Jul 9, 2011 09:24 GMT  ·  By
Microscopic black holes are many order of magnitude smaller than their supermassive counterparts
   Microscopic black holes are many order of magnitude smaller than their supermassive counterparts

Physicists have recently taken a great deal of interest in tiny-mass black holes, constructs that are many orders of magnitude smaller than their supermassive counterparts inhabiting the cores of large galaxies.

Studies focused on microscopic black holes hope to tease out more data about how the structures form and evolve over time, as well as about how heavy they actually are. The largest such structures can tip the scales at billions of solar masses, but the weight of microscopic ones is still a mystery.

One could easily argue that the smallest black holes are of little importance, since they can't gulp up planets and stars. Experts explain that studying these formations is critical towards understanding the Big Bang and the period shortly after.

Objects such as these may still be permeating the Universe to this day, and validating their existence could provide an elegant explanation for why the Cosmos is missing a large amount of its mass.

Physicists say that another important reason for studying microscopic black holes is the fact that they could inadvertently be produced by particle collisions at the Large Hadron Collider (LHC) particle accelerator, underneath Geneva.

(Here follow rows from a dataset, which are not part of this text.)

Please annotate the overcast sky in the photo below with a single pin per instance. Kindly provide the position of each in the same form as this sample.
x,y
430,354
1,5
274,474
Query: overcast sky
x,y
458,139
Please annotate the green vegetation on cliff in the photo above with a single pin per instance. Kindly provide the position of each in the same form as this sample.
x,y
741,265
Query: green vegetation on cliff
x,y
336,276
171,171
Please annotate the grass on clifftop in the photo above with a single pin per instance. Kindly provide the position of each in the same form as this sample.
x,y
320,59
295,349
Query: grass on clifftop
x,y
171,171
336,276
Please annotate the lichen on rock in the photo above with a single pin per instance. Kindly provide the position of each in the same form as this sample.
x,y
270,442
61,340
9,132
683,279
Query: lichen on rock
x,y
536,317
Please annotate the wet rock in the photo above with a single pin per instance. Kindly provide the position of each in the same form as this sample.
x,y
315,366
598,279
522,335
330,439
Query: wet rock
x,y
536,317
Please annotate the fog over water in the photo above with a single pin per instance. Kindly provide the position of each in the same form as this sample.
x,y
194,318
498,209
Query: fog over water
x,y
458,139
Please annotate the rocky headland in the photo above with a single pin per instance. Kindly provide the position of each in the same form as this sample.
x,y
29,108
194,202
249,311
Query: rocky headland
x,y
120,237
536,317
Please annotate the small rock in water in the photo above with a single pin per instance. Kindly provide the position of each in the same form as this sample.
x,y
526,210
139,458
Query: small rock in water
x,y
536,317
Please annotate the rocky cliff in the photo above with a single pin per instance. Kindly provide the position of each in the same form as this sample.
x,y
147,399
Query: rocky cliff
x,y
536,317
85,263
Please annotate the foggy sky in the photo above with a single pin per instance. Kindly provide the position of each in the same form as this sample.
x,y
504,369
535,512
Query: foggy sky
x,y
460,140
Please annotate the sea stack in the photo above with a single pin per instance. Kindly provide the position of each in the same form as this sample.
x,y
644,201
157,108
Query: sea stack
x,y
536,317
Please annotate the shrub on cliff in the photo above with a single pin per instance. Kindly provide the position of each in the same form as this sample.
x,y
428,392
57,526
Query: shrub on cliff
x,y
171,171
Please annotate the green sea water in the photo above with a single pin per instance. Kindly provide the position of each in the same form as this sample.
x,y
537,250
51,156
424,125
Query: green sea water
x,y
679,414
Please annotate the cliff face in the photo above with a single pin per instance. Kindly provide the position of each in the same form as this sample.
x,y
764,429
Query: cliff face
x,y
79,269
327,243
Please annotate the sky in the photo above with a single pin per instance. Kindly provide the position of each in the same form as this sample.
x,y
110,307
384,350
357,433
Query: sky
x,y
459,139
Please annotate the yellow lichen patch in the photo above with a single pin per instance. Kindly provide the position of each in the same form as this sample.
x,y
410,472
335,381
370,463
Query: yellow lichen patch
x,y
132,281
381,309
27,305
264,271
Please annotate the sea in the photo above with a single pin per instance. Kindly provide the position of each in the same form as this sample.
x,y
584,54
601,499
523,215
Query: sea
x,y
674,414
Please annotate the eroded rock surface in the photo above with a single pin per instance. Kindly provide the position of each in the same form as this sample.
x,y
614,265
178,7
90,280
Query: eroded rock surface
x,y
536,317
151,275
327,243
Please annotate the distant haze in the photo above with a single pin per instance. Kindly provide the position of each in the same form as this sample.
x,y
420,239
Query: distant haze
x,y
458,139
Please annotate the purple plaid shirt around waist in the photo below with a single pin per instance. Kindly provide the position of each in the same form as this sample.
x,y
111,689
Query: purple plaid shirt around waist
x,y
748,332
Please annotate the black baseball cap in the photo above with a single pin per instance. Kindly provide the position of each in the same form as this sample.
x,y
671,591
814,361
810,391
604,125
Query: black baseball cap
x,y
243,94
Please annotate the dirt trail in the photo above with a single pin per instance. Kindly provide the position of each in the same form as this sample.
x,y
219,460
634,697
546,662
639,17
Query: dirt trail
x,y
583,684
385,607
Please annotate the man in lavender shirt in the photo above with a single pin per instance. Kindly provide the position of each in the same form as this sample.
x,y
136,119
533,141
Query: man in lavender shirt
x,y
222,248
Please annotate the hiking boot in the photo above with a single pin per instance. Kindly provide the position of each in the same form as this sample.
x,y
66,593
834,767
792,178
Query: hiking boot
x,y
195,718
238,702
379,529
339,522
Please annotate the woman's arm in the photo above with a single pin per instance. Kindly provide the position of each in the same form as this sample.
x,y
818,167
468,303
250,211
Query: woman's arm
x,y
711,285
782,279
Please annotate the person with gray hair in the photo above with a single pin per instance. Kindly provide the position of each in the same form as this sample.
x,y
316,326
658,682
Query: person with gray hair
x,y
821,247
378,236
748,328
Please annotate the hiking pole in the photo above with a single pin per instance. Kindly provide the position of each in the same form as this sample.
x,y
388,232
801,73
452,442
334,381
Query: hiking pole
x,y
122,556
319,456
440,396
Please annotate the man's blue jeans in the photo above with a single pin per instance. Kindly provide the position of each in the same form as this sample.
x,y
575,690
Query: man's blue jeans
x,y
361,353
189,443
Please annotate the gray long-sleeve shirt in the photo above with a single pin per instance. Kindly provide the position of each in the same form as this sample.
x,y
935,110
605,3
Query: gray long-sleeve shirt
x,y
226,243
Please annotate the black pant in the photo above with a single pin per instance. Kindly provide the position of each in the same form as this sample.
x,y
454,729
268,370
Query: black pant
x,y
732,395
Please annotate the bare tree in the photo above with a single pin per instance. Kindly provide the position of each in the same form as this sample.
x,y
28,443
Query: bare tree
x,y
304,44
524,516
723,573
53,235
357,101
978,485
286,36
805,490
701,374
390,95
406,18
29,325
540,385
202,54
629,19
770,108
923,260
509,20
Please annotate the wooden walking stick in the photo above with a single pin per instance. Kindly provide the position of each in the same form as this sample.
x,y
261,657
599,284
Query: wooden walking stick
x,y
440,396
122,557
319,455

German investigators at the Ludwig-Maximilians-Universitat in Munich, led by expert Gia Dvali, have recently begun such a study, Technology Review reports. The team believes that black holes can form at this tiny quantum scale.

What this implies is that their masses can be quantized, and this is why the new work is being led. However, the team must first find out what factors influence the quantization of a black hole's mass.

This could be done in fundamental Planck length, but no one can be sure just yet, given that the structures can literally spring in and out of existence. Scientists say that the LHC could produce black holes in their lowest quantum state at first, but that more energetic collisions could reveal higher states as well.

However, in order to “uncover the precise form of the quantization rule for lowest black hole resonances, we need more experimental input,” Dvali explains. The expert admits that the new study could be interpreted as suggesting that the LHC is now safe.

A lot of debate has plagued the construction effort, with some saying that microscopic black holes would be produced at the particle accelerator following proton and lead nuclei collisions. The 3,000+ physicists working on the experiment argued that these concerns are unfounded.